Publié le 18-09-2022

Promotrice de la startup ‘’Agribaladna’’, Fatimé Akacha produit et transforme depuis 2020 des produits de bases pour la cuisine tchadienne et africaine. Elle est depuis en quête d’une certification de ses produits pour les vendre à l’international.

Derrière la startup ‘’Agribaladna’’ se cache le parcours d’une jeune entrepreneuse qui ne lâche rien. Beaucoup de filles avec qui elle a commencé l’aventure entrepreneuriale ont abandonné. « La passion est un moteur puissant de créativité » lâche-t-elle.

Grâce à sa constance, Fatimé Akacha a su se frayer un chemin malgré un environnement d’affaires hostiles aux petits entrepreneurs. Elle se souvient encore lorsqu’elle a commencé son aventure avec une petite somme, mais très vite, elle s’est aperçue qu’il faut mettre à contribution ses compétences de Génie rural pour trouver des financements.

L’ancienne élève de ”Cheikh Hamdan Ben Rachid Almakhtoum”, lycée féminin, réputé pour la qualité de sa formation, s’est lancée dans une compétition avec son projet qui s’appelait au début ‘’Toum Baladna’’ – l’ail de notre pays – en arabe. Elle en sort gagnante avec une somme de 500 000f.
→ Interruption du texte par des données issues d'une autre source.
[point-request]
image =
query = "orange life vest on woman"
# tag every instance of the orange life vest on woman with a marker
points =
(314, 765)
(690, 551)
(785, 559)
Depuis lors, la startup a diversifié ses offres et est devenue ‘’Agri baladna’’- qui est la contraction de ‘’agriculture’’ et ‘’baladna’’ signifie notre pays en arabe.

Grâce à son champ de 3 hectares situé à une quinzaine de kilomètres de la capitale, ‘’Agribaladna’’ produit et transforme plusieurs variétés de fruits et légumes comme l’ail, l’oignon, la tomate… « On ne transforme que ce qu’on produit puisque les produits au niveau des marchés contiennent des éléments chimiques » souligne-t-elle. L’objectif est de valoriser les produits locaux.

Si ses clients sont pour la plupart des ménages, la commercialisation de ses produits se fait par un système d’abonnement avec les restaurants, boutiques et superettes de la place. Une innovation.

Les echantillons de ses produits placés dans les rayons de sa boutique

A l’aide de ses 4 employés, Fatimé arrive à satisfaire difficilement ses quelques 10.000 abonnées du fait de l’archaïsme de ses matériels de transformation. La jeune entreprise est passée de la transformation artisanale au semi-artisanal. « C’est ça la plus grande difficulté » regrette la PDG.

L’ingénieure en Génie rural fait face au défi de l’industrialisation, des emballages mais surtout de la certification de ses produits pour elle qui veut conquérir l’international. « Nous avons entrepris des démarches pour certifier nos produits afin de toucher l’international » ambitionne la startupper.

‘’Agri Baladna’’ a déposé des échantillons au CEQOCDA, un laboratoire local pour la certification mais – ‘’ on a compris qu’ils n’ont pas les moyens de le faire ‘’- la startup a entrepris des démarches dans un autre laboratoire au Cameroun voisin. « Mais pour atteindre ces objectifs, il nous faut un financement » lance-t-elle.

Pour l’instant, à partir de sa boutique installée dans la maison familiale située dans un quartier de 8ème arrondissement de N’Djamena, elle envoie ses produits dans 4 provinces du pays où des grossistes lancent régulièrement des commandes.

Parfaitement bilingue, licence en Génie rural, plusieurs formations dans le domaine agricole, Fatimé Akacha est résolue à emprunter un chemin qu’elle sait très épineux. Elle demande aux jeunes de sa génération de faire comme elle, et ne surtout pas compter sur la fonction publique.